Julia-C Interface with Non-Basic Types

I am expanding the Julia package, which uses the C library. I need to call some C functions from Julia. They look something like this:

struct contained { int x; int y; int z; }; struct mystruct { int n; contained* arr; }; mystruct* mk_mystruct(int n, contained* arr); void use_mystruct(mystruct* foo); 

I also declared the corresponding types in Julia:

 type contained x::Int64 y::Int64 z::Int64 end type mystruct n::Int64 arr::Array{contained, 1} end 

In ccall functions that take contained* as an argument, everything works fine, treating contained* as Ptr{Int64} :

 con = fill(0, 5, 3); mys = ccall((:mk_mystruct, "mylib"), Ptr{mystruct}, (Int64, Ptr{Int64}), n, con) 

I suppose this works because contained has the same memory layout as the Int64 array.

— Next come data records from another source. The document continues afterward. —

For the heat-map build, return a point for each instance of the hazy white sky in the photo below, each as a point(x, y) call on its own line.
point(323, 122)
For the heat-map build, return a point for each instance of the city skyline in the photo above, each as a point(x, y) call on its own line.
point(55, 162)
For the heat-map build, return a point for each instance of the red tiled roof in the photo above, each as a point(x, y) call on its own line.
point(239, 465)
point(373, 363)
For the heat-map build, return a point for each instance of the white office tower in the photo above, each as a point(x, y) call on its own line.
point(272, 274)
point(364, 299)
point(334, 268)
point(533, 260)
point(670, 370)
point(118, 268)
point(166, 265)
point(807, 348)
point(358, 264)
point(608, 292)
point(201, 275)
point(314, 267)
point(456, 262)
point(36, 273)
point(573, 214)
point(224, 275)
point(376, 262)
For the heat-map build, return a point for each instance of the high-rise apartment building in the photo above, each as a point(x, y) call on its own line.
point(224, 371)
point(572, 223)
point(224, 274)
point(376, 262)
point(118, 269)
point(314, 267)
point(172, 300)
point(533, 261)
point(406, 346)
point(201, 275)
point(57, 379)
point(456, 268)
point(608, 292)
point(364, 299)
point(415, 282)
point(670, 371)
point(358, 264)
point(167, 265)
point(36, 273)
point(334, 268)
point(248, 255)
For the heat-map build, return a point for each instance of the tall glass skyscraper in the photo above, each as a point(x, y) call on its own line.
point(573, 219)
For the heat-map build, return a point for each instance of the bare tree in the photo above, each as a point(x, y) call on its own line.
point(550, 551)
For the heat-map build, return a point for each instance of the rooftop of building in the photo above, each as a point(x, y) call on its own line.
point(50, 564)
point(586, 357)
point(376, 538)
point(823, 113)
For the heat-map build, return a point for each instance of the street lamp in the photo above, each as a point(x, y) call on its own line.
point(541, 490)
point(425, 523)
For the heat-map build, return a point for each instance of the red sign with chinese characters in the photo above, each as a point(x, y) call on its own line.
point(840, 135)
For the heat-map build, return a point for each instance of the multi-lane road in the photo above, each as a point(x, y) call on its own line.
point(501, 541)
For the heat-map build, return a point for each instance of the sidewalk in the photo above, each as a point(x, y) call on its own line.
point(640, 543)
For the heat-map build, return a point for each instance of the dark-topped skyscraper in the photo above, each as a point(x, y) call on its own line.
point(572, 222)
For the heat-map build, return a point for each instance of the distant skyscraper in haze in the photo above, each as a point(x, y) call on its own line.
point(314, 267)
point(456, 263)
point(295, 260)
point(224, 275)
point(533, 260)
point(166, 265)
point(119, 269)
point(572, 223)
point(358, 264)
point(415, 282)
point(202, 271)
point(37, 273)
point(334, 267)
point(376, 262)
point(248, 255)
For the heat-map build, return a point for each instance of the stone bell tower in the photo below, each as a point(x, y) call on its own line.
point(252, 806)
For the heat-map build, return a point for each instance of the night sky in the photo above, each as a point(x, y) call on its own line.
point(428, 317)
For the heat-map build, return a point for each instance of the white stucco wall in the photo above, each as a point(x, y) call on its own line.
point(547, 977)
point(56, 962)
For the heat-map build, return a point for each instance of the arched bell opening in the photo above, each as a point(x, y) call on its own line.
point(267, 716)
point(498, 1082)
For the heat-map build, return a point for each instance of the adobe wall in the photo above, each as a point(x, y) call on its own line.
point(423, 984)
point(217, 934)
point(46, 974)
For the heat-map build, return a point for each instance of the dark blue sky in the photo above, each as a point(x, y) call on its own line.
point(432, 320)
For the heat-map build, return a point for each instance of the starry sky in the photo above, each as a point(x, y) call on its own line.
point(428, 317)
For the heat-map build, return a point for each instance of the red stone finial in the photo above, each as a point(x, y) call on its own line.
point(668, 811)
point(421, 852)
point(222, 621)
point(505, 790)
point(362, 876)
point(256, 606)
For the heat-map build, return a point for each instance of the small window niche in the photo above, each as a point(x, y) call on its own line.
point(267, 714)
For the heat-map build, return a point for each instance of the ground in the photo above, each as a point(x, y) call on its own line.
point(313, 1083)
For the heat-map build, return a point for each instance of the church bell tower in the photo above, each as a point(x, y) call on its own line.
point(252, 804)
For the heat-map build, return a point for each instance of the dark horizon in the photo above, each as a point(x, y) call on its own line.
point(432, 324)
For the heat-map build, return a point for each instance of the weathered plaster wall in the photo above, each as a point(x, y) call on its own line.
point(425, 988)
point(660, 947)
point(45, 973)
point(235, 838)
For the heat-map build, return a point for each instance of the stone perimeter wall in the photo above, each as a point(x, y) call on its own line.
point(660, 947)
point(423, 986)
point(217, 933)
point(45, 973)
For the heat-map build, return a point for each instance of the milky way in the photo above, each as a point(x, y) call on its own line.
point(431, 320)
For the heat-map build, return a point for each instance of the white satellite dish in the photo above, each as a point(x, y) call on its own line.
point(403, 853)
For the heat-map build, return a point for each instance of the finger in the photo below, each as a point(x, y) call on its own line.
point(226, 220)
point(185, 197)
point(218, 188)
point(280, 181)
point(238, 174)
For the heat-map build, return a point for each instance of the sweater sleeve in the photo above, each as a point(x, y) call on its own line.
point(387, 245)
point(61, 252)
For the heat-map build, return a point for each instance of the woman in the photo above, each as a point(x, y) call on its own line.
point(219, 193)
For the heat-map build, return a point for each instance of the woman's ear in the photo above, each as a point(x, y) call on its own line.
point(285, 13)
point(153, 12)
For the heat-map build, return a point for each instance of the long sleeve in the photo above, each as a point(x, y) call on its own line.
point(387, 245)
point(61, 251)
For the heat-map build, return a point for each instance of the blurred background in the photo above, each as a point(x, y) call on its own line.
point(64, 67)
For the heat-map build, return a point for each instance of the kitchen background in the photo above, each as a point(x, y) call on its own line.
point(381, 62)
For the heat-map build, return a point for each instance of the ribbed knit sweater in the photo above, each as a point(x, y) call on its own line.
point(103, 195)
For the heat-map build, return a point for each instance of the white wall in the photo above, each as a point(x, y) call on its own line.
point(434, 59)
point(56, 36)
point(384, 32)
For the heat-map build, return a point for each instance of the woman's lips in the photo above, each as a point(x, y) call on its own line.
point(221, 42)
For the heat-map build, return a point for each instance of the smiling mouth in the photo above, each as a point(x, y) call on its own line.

This is also how it is done elsewhere in the Julia package. But the only way to know the value of the returned mystruct is to dereference it with unsafe_load , after which Julia flies out of segfault. What is the correct way to dereference a pointer in Julia?

The C library also includes pretty print functions, so instead of dereferencing a pointer in Julia, I could treat the pointer as opaque and pass it to this C function:

 void print_mystruct(mystruct* foo, FILE* outputfile) 

In C code, this is called using outputfile=stdout . How would I install this using ccall ? This clearly does not work:

 ccall((:print_mystruct, "mylib"), Void, (Ptr{mystruct}, Ptr{Void}), mys, stdout) 

What should I put in place of Ptr{Void} and stdout ? How does Julia implement I / O in the C interface?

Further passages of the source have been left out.